Distribution Channels and Online Sales — FAQs
What is book distribution?
Distribution is the set of services that make your book orderable and deliverable to retailers and libraries. It includes holding inventory (or using print-on-demand), receiving orders via industry systems, invoicing the retailer, shipping the book, and handling returns. Good distribution ensures your title appears in the databases that shops use to find and order books, with reliable fulfilment behind it.
Further reading: /information/book-distribution
What do book wholesalers do?
Wholesalers buy (or list) books from publishers and supply them to retailers, libraries and other trade buyers. They improve availability by holding stock centrally and offering rapid delivery on a wide catalogue. As an author-publisher, you don’t usually sell direct to every shop; a wholesaler or distributor bridges that gap. They charge a trade discount and often require standard metadata and barcodes.
Further reading: /information/book-wholesalers
How much discount do bookshops take?
Expect a typical overall trade discount of 40–55% off your RRP once wholesaler and retailer margins are accounted for. Larger chains and some online retailers can require more. Deep discounting is standard in trade publishing; price your book with that reality in mind and check that your unit cost still leaves a sensible margin.
Further reading: /information/bookshop-discounts
How do I get my book into bookshops?
Make the title orderable first: ISBN, clean metadata, a scannable barcode and a recognised distributor/wholesaler route. Then approach relevant shops with a short sales sheet (cover, blurb, price, discount/returns terms, who supplies). Start locally and with shops whose customers match your book. Remember: shelf space is limited; strong cover design, correct genre positioning and realistic terms matter.
Further reading: /information/getting-into-bookshops
What is the difference between Amazon and Kindle?

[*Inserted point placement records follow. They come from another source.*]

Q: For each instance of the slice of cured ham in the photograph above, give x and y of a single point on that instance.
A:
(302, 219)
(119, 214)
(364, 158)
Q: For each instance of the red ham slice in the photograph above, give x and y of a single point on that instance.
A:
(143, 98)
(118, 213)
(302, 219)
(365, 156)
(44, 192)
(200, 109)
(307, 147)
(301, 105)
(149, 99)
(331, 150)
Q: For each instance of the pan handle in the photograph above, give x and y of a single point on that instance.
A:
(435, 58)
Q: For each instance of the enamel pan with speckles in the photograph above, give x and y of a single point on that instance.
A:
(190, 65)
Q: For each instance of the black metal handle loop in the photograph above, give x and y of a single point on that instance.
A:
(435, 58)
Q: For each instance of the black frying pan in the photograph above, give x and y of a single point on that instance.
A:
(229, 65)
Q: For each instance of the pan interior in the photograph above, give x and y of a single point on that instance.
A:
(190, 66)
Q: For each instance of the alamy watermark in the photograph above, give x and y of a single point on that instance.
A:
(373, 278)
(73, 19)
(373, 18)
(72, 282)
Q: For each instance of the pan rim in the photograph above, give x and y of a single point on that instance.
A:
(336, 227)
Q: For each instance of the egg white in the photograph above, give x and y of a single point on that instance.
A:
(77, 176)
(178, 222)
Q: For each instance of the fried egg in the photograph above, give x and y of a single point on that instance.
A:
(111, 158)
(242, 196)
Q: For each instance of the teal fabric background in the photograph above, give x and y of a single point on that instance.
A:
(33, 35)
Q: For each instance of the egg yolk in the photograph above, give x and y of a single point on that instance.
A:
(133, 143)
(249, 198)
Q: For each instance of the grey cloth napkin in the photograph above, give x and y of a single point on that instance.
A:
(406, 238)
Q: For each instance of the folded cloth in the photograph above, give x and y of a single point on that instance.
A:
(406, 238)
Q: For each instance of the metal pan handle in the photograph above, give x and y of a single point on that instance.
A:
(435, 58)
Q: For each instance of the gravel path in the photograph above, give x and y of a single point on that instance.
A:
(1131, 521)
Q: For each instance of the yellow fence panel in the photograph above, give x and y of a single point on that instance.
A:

“Amazon” (Retail) is the shop that sells print and eBooks to customers. “Kindle” is Amazon’s eBook ecosystem; “KDP” is the self-service platform you use to publish Kindle eBooks and, if you choose, print-on-demand paperbacks. You can use Amazon purely as a retailer while distributing print through other channels; you’re not locked into a single route unless you opt into exclusivity for certain programmes.
Further reading: /information/amazon-kindle-kdp-explained
How do I work with Waterstones and Gardners?
In practice, the route looks like this:
- Gardners is the UK’s largest book wholesaler/distributor.
- They are unlikely to stock a self-published title without a proven sales record, and will usually require Sale or Return if they do.
- Waterstones place many smaller orders via Gardners and often only order when a customer orders in a Waterstones shop.
- When Waterstones orders via Gardners, Gardners typically places the order with the publisher; you supply Gardners, who supply Waterstones’ consolidation centre, then the shop — this chain can take time.
For this to work, your book’s details must be registered against your ISBN with Nielsen BookData. The upside: local Waterstones shops can, if pressed, buy direct from local self-published authors — but it helps if you already have a recognised supply route listed. Manage expectations and timelines.
Further reading: /information/waterstones-and-gardners
What is Sale or Return?
Sale or Return (SOR) means retailers can return unsold copies for credit. It’s normal in the UK and not inherently bad, but it ties up stock and cash. Some shops will accept larger quantities if they don’t have to pay up front; don’t over-supply. Keep SOR controlled: cap quantities, set a review date, limit it to trusted outlets, require books to be returned in saleable condition, and track placements so stock can be reallocated.